I'm also wondering why we've had this code for years and only hit issues
now?
-Daniel
  
Daniel Vetter Jan. 6, 2023, 6:20 p.m. UTC | #6
On Fri, Jan 06, 2023 at 10:08:53AM -0800, Brian Norris wrote:
> Hi Daniel,
> 
> On Fri, Jan 06, 2023 at 06:53:49PM +0100, Daniel Vetter wrote:
> > On Thu, Jan 05, 2023 at 05:40:17PM -0800, Brian Norris wrote:
> > > The self-refresh helper framework overloads "disable" to sometimes mean
> > > "go into self-refresh mode," and this mode activates automatically
> > > (e.g., after some period of unchanging display output). In such cases,
> > > the display pipe is still considered "on", and user-space is not aware
> > > that we went into self-refresh mode. Thus, users may expect that
> > > vblank-related features (such as DRM_IOCTL_WAIT_VBLANK) still work
> > > properly.
> > > 
> > > However, we trigger the WARN_ONCE() here if a CRTC driver tries to leave
> > > vblank enabled here.
> > > 
> > > Add a new exception, such that we allow CRTCs to be "disabled" (with
> > > self-refresh active) with vblank interrupts still enabled.
> > > 
> > > Cc: <stable@vger.kernel.org> # dependency for subsequent patch
> > > Signed-off-by: Brian Norris <briannorris@chromium.org>
> > > ---
> > > 
> > >  drivers/gpu/drm/drm_atomic_helper.c | 6 ++++++
> > >  1 file changed, 6 insertions(+)
> > > 
> > > diff --git a/drivers/gpu/drm/drm_atomic_helper.c b/drivers/gpu/drm/drm_atomic_helper.c
> > > index d579fd8f7cb8..7b5eddadebd5 100644
> > > --- a/drivers/gpu/drm/drm_atomic_helper.c
> > > +++ b/drivers/gpu/drm/drm_atomic_helper.c
> > > @@ -1207,6 +1207,12 @@ disable_outputs(struct drm_device *dev, struct drm_atomic_state *old_state)
> > >  
> > >  		if (!drm_dev_has_vblank(dev))
> > >  			continue;
> > > +		/*
> > > +		 * Self-refresh is not a true "disable"; let vblank remain
> > > +		 * enabled.
> > > +		 */
> > > +		if (new_crtc_state->self_refresh_active)
> > > +			continue;
> > 
> > This very fishy, because we check in crtc_needs_disable whether this
> > output should stay on due to self-refresh. Which means you should never
> > end up in here.
> 
> That's not what crtc_needs_disable() does w.r.t. self-refresh. In fact,
> it's the opposite; see, for example, the
> |new_state->self_refresh_active| clause. That clause means that if we're
> entering self-refresh, we *intend* to disable (i.e., we return 'true').
> That's because like I mention above, the self-refresh helpers overload
> what "disable" means.
> 
> I'll also add my caveat again that I'm a bit new to DRM, so feel free to
> continue to correct me if I'm wrong :) Or perhaps Sean Paul could
> provide second opinions, as I believe he wrote this stuff.
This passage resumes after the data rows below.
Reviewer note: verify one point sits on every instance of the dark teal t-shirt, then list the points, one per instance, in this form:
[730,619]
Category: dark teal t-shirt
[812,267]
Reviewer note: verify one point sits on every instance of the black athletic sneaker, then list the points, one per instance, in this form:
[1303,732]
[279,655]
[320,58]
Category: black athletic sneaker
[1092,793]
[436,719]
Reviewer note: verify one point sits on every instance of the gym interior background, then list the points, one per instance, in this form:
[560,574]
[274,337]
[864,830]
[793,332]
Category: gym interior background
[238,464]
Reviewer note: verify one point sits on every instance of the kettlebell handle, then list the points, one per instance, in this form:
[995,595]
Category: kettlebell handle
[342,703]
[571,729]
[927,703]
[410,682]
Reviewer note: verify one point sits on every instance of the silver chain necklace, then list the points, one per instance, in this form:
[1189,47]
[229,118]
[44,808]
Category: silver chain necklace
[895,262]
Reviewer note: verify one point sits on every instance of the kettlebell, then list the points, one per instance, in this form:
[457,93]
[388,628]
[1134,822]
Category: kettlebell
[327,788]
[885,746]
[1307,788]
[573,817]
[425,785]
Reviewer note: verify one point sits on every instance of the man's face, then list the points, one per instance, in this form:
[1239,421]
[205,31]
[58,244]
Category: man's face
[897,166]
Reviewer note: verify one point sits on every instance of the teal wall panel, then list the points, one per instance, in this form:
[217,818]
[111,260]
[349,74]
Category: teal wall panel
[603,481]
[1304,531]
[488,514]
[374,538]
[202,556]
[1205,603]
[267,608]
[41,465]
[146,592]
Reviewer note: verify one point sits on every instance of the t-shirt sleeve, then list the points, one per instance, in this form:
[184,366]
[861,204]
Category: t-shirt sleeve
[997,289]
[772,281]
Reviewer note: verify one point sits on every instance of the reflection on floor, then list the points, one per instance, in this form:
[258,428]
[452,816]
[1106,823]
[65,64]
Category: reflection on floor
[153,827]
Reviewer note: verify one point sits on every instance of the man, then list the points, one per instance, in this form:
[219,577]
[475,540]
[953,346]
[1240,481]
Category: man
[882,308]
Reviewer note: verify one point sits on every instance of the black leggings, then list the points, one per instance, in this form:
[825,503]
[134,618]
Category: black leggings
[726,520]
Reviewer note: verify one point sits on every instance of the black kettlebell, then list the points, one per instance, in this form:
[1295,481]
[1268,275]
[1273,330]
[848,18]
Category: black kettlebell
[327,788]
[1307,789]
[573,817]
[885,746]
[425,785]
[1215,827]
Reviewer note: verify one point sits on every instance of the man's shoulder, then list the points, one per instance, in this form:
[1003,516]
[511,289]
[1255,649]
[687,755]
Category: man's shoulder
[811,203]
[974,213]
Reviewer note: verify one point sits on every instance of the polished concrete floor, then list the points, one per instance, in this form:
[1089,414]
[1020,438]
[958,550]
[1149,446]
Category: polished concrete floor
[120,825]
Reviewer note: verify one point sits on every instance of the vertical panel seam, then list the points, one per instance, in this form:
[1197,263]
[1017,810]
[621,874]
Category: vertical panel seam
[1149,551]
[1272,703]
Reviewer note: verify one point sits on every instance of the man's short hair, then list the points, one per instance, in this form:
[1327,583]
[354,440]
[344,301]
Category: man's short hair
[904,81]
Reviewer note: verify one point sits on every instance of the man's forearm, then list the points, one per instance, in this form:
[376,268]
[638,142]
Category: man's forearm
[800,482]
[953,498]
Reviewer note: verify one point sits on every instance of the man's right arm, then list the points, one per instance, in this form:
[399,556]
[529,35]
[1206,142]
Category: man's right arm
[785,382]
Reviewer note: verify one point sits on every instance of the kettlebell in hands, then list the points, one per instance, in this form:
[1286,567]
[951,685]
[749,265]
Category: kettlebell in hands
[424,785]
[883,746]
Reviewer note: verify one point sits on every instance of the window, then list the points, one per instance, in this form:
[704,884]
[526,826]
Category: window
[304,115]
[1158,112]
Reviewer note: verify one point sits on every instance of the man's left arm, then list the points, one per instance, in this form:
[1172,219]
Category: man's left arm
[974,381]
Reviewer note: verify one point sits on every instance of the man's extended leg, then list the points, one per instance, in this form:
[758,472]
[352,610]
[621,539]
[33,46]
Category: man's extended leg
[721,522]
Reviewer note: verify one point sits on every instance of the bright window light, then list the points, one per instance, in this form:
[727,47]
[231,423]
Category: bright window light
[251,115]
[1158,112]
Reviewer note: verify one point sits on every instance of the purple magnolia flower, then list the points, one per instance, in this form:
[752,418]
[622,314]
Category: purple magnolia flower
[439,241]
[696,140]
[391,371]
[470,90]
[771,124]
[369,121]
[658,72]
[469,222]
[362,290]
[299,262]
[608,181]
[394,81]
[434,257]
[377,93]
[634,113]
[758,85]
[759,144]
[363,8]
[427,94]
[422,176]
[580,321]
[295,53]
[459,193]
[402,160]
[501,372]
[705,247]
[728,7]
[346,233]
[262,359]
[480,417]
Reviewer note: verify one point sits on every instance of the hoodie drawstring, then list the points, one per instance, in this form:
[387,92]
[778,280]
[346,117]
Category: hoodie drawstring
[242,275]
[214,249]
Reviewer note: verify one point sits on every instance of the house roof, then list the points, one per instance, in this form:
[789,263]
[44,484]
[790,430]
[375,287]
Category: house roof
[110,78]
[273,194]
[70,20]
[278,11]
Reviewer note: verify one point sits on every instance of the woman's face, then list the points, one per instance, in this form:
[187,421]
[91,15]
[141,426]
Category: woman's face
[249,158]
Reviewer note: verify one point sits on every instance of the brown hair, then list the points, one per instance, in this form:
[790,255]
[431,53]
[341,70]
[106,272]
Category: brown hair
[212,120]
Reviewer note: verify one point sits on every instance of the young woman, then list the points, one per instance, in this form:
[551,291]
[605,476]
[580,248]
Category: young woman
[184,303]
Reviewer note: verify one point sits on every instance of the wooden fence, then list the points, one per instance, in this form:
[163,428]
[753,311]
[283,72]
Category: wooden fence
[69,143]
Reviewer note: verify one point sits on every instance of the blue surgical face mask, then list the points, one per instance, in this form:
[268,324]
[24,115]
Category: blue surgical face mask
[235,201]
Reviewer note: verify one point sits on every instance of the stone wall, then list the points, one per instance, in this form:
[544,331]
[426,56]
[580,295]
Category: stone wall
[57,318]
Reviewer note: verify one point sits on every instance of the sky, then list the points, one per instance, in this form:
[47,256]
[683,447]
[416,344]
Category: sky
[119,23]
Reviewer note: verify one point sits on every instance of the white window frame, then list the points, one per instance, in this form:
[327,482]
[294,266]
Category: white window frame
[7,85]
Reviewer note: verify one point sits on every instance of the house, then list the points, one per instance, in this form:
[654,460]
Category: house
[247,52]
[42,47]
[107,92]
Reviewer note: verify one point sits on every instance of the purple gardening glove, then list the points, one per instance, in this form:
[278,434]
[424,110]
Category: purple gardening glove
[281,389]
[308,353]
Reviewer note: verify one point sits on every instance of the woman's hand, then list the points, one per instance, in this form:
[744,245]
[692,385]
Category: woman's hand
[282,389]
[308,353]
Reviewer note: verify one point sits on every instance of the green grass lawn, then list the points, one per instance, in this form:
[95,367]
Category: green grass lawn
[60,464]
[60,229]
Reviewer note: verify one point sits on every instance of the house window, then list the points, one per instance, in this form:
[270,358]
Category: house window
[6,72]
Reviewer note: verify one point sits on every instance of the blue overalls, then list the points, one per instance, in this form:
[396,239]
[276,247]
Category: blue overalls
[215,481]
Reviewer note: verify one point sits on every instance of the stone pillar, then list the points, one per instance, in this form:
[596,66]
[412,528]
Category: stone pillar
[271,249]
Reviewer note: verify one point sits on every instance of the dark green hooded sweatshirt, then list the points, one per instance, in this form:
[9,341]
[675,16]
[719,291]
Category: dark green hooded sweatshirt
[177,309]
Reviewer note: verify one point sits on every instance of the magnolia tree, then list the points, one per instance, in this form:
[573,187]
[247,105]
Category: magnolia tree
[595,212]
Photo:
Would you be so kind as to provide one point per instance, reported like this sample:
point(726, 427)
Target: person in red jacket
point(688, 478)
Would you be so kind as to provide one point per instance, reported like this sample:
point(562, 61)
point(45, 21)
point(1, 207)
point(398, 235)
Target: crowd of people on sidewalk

I already replied in another thread with hopefully less nonsense from my
side :-)

> > And yes vblank better work in self refresh :-) If it doesn't, then you
> > need to fake it with a timer, that's at least what i915 has done for
> > transparent self-refresh.
> 
> OK! Then that sounds like it at least ACKs my general idea for this
> series. (Michel and I poked at a few ideas in the thread at [1] and
> landed on approx. this solution, or else a fake/timer like you suggest.)

Yeah once I stopped looking at this the wrong way round it does make sense
what you're doing. See my other reply, I think with just this series here
the vblanks still stall out? Or does your hw actually keep generating
vblank irq with the display off?

> > We might need a few more helpers. Also, probably more igt, or is this
> > something igt testing has uncovered? If so, please cite the igt testcase
> > which hits this.
> 
> The current patch only fixes a warning that comes when I try to do the
> second patch. The second patch is a direct product of an IGT test
> failure (a few of kms_vblank's subtests), and I linked [1] the KernelCI
> report there.

Ah yeah that makes sense. Would be good to cite that in this patch too,
because I guess the same kms_vblank tests can also hit this warning here?
-Daniel
  
Brian Norris Jan. 6, 2023, 7:25 p.m. UTC | #7
On Fri, Jan 06, 2023 at 07:20:40PM +0100, Daniel Vetter wrote:
> On Fri, Jan 06, 2023 at 10:08:53AM -0800, Brian Norris wrote:
> > OK! Then that sounds like it at least ACKs my general idea for this
> > series. (Michel and I poked at a few ideas in the thread at [1] and
> > landed on approx. this solution, or else a fake/timer like you suggest.)
> 
> Yeah once I stopped looking at this the wrong way round it does make sense
> what you're doing. See my other reply, I think with just this series here
> the vblanks still stall out? Or does your hw actually keep generating
> vblank irq with the display off?

I might not be understanding all of the IGT tests that I've run through,
but the display is not actually off -- it's sitting on a still frame.
But yes, IRQs still come, and I see no hangs.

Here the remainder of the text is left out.